Detects voice activity in audio (non-real-time).

* `input`: can be an audio file path (`string`), encoded audio (`Buffer` or `Uint8array`) or a raw audio object (`RawAudio`)
* `options`: voice activity detection options object

#### Returns (via promise):
```ts
{
	timeline: Timeline
}
```

## Speech denoising

### `denoise(input, options)`

Tries to reduce background noise in spoken audio.

* `input`: can be an audio file path (`string`), encoded audio (`Buffer` or `Uint8array`) or a raw audio object (`RawAudio`)
* `options`: denoising options object

#### Returns (via promise):
```ts
{
	denoisedAudio: RawAudio
}
```

## Source separation

### `isolate(input, options)`

Attempts to isolate an individual [audio stem](https://en.wikipedia.org/wiki/Stem_(audio)), like human voice, or one or more musical instruments (depending on model training), from the given waveform.
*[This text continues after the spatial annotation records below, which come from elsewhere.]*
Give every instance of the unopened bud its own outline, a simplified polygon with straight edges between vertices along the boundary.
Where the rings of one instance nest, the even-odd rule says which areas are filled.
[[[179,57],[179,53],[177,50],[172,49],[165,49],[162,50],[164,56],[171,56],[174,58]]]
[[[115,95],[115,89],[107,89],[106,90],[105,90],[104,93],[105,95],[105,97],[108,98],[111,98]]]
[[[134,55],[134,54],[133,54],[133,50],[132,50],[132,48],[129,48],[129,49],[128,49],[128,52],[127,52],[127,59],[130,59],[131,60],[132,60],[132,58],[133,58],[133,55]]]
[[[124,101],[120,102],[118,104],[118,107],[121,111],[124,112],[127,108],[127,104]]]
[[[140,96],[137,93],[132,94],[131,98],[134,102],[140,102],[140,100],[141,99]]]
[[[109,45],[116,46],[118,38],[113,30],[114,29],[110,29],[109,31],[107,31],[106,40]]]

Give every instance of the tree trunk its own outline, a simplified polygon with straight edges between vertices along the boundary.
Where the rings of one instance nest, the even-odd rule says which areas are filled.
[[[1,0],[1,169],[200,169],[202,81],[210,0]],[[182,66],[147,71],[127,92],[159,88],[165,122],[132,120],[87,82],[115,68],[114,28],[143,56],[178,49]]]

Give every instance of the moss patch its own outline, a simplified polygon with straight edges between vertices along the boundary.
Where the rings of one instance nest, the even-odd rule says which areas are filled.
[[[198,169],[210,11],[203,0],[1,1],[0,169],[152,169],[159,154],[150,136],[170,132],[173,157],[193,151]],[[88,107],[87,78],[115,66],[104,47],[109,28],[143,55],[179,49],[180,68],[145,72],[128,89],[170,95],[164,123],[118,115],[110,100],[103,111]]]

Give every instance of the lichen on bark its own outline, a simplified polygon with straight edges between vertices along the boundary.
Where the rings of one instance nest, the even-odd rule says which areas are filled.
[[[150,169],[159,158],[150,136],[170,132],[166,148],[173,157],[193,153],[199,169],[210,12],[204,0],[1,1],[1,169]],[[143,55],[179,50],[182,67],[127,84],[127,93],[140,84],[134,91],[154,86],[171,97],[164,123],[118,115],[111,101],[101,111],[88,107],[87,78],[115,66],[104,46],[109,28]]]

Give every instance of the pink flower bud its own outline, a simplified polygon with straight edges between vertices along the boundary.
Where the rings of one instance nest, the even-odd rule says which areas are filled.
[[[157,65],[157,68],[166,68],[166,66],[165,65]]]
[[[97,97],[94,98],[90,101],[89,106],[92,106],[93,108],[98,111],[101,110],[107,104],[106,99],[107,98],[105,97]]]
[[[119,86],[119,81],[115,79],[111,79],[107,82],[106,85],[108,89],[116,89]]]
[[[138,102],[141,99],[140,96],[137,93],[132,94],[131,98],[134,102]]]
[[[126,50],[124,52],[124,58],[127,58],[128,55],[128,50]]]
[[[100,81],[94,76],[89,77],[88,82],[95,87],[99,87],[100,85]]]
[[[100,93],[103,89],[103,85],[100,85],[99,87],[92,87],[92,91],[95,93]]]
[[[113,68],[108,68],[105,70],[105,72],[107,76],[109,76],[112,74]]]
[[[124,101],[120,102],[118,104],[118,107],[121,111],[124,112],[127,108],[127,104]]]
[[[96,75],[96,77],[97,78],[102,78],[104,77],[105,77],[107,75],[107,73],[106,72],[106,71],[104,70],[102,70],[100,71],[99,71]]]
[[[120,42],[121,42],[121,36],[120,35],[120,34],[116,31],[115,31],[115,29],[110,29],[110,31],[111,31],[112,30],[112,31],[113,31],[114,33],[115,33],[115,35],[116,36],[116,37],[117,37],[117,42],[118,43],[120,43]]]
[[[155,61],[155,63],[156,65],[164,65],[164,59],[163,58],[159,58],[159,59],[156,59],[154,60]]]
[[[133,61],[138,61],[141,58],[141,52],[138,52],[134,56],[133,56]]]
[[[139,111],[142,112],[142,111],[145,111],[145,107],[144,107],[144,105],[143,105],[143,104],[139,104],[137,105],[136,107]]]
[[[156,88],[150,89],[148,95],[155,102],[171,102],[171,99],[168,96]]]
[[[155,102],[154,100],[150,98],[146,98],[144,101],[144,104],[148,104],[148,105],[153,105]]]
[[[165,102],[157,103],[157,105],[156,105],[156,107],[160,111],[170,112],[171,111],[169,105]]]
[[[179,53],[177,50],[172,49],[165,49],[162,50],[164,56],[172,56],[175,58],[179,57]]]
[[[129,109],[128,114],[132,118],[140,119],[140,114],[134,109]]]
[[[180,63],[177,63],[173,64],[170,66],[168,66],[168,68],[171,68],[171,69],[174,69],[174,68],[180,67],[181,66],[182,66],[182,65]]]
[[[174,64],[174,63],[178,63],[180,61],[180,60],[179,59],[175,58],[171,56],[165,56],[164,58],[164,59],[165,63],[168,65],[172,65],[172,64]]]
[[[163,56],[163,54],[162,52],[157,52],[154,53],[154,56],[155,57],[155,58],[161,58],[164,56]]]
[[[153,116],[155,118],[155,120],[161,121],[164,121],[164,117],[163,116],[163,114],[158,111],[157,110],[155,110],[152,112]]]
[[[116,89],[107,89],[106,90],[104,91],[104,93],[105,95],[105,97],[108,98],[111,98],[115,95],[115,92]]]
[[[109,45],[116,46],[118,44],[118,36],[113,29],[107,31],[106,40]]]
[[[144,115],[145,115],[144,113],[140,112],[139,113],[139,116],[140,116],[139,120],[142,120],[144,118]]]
* `input`: can be an audio file path (`string`), encoded audio (`Buffer` or `Uint8array`) or a raw audio object (`RawAudio`)
* `options`: source separation options object

#### Returns (via promise):
```ts
{
	inputRawAudio: RawAudio
	isolatedRawAudio: RawAudio
	backgroundRawAudio: RawAudio
}
```

## Subtitles

### `timelineToSubtitles(timeline, options)`

Converts a timeline to subtitles.

* `timeline`: timeline object
* `options`: subtitles configuration object

#### Returns:

Subtitle file content, as a string.

### `subtitlesToTimeline(subtitles)`

Converts subtitles to a timeline.

* `subtitles`: timeline object

**Note**: This function simply converts each individual cue to a segment entry in a timeline. Since subtitle cues may contain parts of sentences or phrases, this may not produce very useful results for your needs. However, you can use it as a means to parse a subtitle file (`srt` or `vtt`), and apply your own processing later.

#### Returns:

Timeline object.

## Global options

### `setGlobalOption(key, value)`

Sets a global option.

See the [options reference](Options.md) for more details about the available global options.


### `getGlobalOption(key)`

Gets a global option.

#### Returns:

The value associated with the given key.

## TODO

* Expose more methods that may be useful for developers, like phonemization, etc.
* Expose audio playback used in CLI, possibly with timeline synchronization support.